A volatilidade do minério de ferro, historicamente um dos maiores desafios para a previsibilidade financeira das mineradoras globais, apresentou uma queda significativa entre 2025 e 2026. Segundo relatório assinado pelos analistas Yuri Pereira e Laura Zioli, do Santander, esse novo cenário de estabilidade pode abrir caminho para uma reprecificação positiva das ações da Vale (VALE3), permitindo que o mercado ajuste sua percepção de valor sobre a companhia.
O movimento, na visão dos especialistas, sugere que a previsibilidade sobre a geração de caixa e a distribuição de dividendos tornou-se um fator mais determinante para o valor das mineradoras do que a oscilação pontual do preço da commodity. A recomendação para o ADR da empresa foi reiterada como outperform, com preço-alvo de US$ 15,50, consolidando a expectativa de que a Vale seja uma das principais beneficiárias dessa dinâmica estrutural no mercado de minério.
O fim da turbulência no mercado de commodities
Os dados compilados pelo Santander indicam que a volatilidade do minério de ferro recuou de patamares próximos a 50% no biênio 2021-2022 para cerca de 17% no período recente. A tese central do banco é que, caso esse comportamento se consolide como uma mudança estrutural, os múltiplos históricos do setor deixarão de ser apenas um ponto de equilíbrio para funcionarem como um piso para as avaliações de mercado.
Historicamente, em ambientes de menor turbulência, o setor de mineração negociou com múltiplos EV/Ebitda cerca de 0,7 vez superiores aos observados em contextos de alta volatilidade. A leitura aqui é que a redução das oscilações diminui a incerteza operacional, permitindo que o mercado atribua um valor mais robusto aos ativos, independentemente de grandes picos no preço do minério.
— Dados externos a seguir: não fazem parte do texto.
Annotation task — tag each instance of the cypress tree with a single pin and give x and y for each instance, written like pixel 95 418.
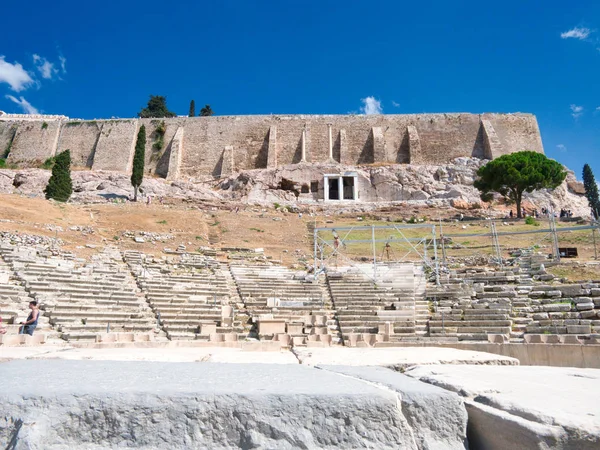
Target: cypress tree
pixel 591 190
pixel 137 174
pixel 60 186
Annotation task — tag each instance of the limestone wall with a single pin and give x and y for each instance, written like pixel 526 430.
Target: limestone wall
pixel 7 133
pixel 253 140
pixel 114 150
pixel 81 138
pixel 34 142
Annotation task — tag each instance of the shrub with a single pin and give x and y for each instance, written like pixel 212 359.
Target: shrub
pixel 60 186
pixel 49 163
pixel 531 221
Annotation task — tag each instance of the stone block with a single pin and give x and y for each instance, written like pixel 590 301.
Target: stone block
pixel 325 339
pixel 533 338
pixel 295 328
pixel 206 329
pixel 566 339
pixel 231 337
pixel 550 339
pixel 579 329
pixel 216 337
pixel 271 326
pixel 496 338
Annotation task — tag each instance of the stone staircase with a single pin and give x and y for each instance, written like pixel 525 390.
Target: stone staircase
pixel 189 294
pixel 83 300
pixel 281 301
pixel 362 305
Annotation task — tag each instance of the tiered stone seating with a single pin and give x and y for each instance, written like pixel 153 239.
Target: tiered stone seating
pixel 284 302
pixel 14 301
pixel 189 293
pixel 364 306
pixel 82 300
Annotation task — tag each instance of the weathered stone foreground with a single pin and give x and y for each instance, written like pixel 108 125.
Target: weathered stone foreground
pixel 85 404
pixel 524 407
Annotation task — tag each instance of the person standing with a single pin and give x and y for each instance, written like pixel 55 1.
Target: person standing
pixel 31 322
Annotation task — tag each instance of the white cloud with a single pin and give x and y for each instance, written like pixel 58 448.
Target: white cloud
pixel 63 63
pixel 45 67
pixel 371 106
pixel 576 111
pixel 580 33
pixel 14 75
pixel 27 107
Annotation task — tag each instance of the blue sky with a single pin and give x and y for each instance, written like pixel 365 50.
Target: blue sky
pixel 102 59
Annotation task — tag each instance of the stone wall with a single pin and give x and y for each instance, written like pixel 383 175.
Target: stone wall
pixel 34 142
pixel 81 138
pixel 252 140
pixel 114 150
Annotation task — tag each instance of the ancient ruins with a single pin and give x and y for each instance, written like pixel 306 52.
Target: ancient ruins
pixel 393 252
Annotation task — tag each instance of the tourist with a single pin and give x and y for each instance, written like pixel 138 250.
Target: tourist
pixel 31 322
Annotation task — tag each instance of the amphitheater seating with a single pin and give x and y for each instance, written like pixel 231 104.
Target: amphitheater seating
pixel 83 299
pixel 190 294
pixel 280 301
pixel 363 306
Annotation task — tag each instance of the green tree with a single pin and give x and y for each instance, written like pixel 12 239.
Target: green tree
pixel 591 190
pixel 157 108
pixel 515 173
pixel 60 186
pixel 206 111
pixel 137 174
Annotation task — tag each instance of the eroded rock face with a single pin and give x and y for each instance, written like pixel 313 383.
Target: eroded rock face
pixel 419 185
pixel 194 405
pixel 524 406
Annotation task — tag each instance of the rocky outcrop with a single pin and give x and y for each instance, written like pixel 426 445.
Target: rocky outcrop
pixel 449 185
pixel 525 406
pixel 204 405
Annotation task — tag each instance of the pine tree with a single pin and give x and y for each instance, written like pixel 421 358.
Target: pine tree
pixel 137 174
pixel 513 174
pixel 206 111
pixel 60 186
pixel 591 190
pixel 157 108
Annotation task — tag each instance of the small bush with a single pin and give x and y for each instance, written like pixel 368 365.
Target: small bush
pixel 60 186
pixel 531 221
pixel 49 163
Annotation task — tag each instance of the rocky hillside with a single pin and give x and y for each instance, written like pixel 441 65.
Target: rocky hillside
pixel 414 185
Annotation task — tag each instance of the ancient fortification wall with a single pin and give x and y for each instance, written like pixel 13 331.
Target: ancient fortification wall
pixel 215 146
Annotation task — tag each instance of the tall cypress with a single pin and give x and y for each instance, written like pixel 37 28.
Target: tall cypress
pixel 591 190
pixel 60 186
pixel 137 174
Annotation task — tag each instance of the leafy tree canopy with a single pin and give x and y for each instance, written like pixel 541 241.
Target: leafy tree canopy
pixel 515 173
pixel 137 174
pixel 206 111
pixel 157 108
pixel 591 190
pixel 60 186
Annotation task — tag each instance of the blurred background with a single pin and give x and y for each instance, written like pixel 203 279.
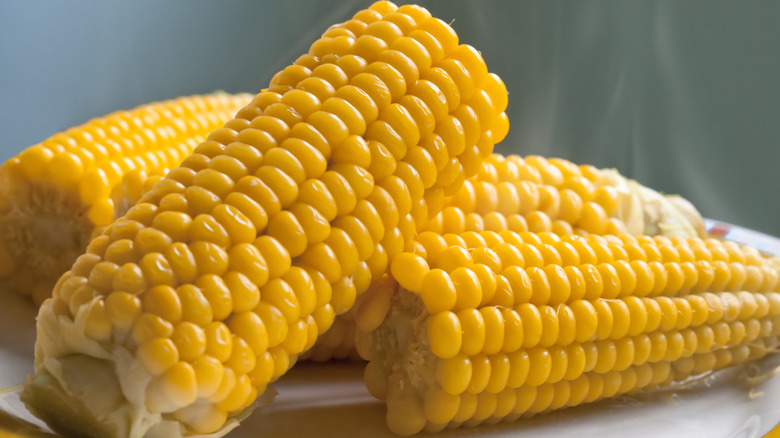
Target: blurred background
pixel 682 96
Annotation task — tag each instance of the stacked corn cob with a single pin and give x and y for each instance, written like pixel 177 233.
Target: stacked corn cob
pixel 488 327
pixel 538 195
pixel 368 153
pixel 55 195
pixel 183 311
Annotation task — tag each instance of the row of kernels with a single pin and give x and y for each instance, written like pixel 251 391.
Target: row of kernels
pixel 96 183
pixel 471 409
pixel 538 366
pixel 491 329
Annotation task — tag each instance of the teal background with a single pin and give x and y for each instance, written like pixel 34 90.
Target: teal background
pixel 681 95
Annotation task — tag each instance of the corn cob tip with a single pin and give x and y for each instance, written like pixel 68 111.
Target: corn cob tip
pixel 228 269
pixel 55 196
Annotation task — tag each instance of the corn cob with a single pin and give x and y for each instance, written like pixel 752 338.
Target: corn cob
pixel 181 313
pixel 541 195
pixel 538 194
pixel 498 326
pixel 54 196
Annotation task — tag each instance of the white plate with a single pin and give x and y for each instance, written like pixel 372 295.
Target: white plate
pixel 329 400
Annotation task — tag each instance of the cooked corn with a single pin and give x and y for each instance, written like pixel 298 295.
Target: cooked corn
pixel 184 310
pixel 540 195
pixel 56 195
pixel 499 326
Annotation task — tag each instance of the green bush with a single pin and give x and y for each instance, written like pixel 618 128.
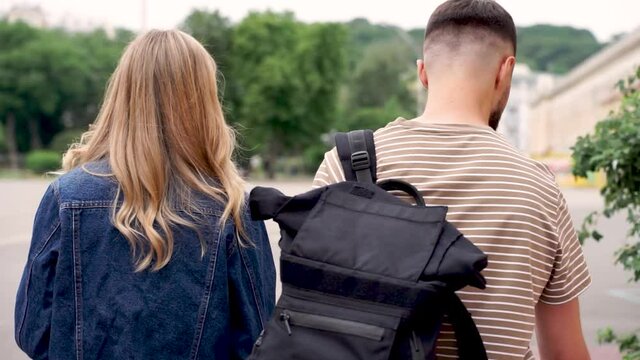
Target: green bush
pixel 42 161
pixel 63 140
pixel 3 145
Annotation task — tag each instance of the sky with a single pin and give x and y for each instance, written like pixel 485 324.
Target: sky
pixel 604 18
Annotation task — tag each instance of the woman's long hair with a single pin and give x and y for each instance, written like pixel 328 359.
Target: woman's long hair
pixel 162 130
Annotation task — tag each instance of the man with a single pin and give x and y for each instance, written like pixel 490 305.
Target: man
pixel 506 203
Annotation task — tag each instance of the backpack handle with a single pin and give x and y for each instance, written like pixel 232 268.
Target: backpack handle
pixel 397 185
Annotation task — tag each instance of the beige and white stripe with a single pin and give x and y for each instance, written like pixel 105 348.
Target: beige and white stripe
pixel 507 204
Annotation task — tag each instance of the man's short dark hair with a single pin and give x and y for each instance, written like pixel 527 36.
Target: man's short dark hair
pixel 455 16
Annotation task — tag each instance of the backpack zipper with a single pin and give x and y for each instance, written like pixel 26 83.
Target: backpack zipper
pixel 417 349
pixel 326 323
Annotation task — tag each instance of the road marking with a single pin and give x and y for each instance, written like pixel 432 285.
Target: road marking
pixel 630 295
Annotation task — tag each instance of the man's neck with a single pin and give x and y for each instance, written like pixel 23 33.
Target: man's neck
pixel 459 107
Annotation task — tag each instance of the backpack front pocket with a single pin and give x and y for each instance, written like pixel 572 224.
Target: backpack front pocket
pixel 325 323
pixel 308 330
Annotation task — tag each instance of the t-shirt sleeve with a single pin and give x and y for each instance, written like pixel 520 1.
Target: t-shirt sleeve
pixel 570 275
pixel 330 171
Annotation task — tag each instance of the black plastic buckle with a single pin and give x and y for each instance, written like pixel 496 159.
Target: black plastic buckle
pixel 360 160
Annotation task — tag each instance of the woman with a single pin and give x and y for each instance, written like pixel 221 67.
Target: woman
pixel 144 248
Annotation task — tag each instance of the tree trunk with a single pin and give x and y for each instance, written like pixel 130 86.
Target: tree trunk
pixel 269 165
pixel 34 131
pixel 12 143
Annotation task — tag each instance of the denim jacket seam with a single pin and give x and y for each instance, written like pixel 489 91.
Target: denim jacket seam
pixel 77 281
pixel 256 296
pixel 207 297
pixel 26 305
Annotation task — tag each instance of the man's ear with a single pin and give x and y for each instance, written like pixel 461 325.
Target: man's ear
pixel 505 72
pixel 422 73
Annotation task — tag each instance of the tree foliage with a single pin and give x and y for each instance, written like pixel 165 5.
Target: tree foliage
pixel 555 49
pixel 614 148
pixel 51 80
pixel 287 76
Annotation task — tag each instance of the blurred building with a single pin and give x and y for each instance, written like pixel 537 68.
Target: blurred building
pixel 514 124
pixel 577 101
pixel 32 15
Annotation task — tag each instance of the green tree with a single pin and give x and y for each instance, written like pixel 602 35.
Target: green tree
pixel 40 80
pixel 13 35
pixel 387 72
pixel 614 148
pixel 555 49
pixel 287 74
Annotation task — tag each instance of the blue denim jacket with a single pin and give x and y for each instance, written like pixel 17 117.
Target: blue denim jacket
pixel 80 298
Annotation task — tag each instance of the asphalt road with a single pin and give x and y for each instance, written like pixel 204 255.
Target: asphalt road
pixel 610 301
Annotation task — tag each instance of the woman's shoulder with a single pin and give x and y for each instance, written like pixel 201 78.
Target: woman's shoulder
pixel 87 184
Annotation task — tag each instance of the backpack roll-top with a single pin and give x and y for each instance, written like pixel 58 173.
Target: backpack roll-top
pixel 366 275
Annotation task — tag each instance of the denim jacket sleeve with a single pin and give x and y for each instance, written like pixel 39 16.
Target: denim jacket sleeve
pixel 35 293
pixel 251 288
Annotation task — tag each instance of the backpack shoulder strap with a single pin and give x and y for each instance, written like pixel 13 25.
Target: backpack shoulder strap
pixel 357 153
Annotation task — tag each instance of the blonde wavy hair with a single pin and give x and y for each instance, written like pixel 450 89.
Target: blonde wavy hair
pixel 161 128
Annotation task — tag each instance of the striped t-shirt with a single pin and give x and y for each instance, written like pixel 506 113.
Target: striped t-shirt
pixel 507 204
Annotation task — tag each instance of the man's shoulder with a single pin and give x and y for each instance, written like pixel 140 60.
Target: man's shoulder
pixel 408 140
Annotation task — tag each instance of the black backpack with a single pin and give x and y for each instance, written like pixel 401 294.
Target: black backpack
pixel 364 274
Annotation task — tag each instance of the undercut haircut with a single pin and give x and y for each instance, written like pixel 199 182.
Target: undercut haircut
pixel 456 19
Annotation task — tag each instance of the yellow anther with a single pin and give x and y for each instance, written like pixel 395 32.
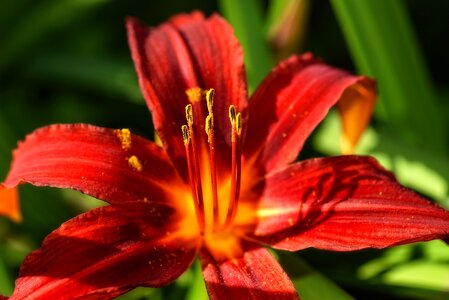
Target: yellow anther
pixel 185 134
pixel 238 124
pixel 232 114
pixel 210 100
pixel 209 128
pixel 194 94
pixel 124 136
pixel 134 163
pixel 189 114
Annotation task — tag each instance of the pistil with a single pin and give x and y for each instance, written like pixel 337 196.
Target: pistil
pixel 236 129
pixel 211 141
pixel 193 165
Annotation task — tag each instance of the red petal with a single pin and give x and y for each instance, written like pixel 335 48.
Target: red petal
pixel 290 103
pixel 344 203
pixel 106 252
pixel 94 161
pixel 9 204
pixel 256 275
pixel 189 51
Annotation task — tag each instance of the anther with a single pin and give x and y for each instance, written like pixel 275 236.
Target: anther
pixel 209 128
pixel 185 134
pixel 238 124
pixel 232 115
pixel 210 99
pixel 189 114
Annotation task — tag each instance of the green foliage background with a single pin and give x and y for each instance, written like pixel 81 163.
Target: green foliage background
pixel 67 61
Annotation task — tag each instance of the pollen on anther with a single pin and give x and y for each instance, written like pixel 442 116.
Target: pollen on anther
pixel 134 163
pixel 238 124
pixel 210 99
pixel 194 94
pixel 124 136
pixel 185 134
pixel 189 114
pixel 232 114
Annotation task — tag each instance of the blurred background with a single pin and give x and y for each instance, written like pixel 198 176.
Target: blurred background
pixel 67 61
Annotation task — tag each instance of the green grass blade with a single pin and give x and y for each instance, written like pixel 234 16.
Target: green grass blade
pixel 38 21
pixel 6 283
pixel 247 19
pixel 382 42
Mecanismos de alocação e confiança do investidor
A estabilidade nos preços da commodity atua como um catalisador para estratégias de alocação de capital mais agressivas e eficientes. Em períodos de instabilidade, as mineradoras tendem a adotar uma postura defensiva, mantendo reservas elevadas, postergando investimentos em expansão e evitando programas de recompra de ações por receio de quedas abruptas nas receitas.
Com um cenário mais previsível, a administração ganha credibilidade para executar planos de longo prazo, o que é diretamente recompensado pelos investidores. A capacidade de manter dividendos elevados de forma recorrente, e não apenas em picos excepcionais, torna-se o novo padrão de valorização, beneficiando empresas com alta concentração em minério de ferro, como a Vale e a Fortescue.
Implicações para o prêmio de risco
O impacto direto dessa calmaria é a redução do prêmio de risco exigido pelo mercado para manter as ações em portfólio. Múltiplos mais elevados, sob essa ótica, refletem um custo de capital menor, uma vez que o investidor passa a confiar mais na sustentabilidade dos fluxos de caixa da companhia. Essa dinâmica cria um ambiente onde a eficiência operacional e a disciplina financeira ganham protagonismo sobre a simples exposição à volatilidade do preço da commodity.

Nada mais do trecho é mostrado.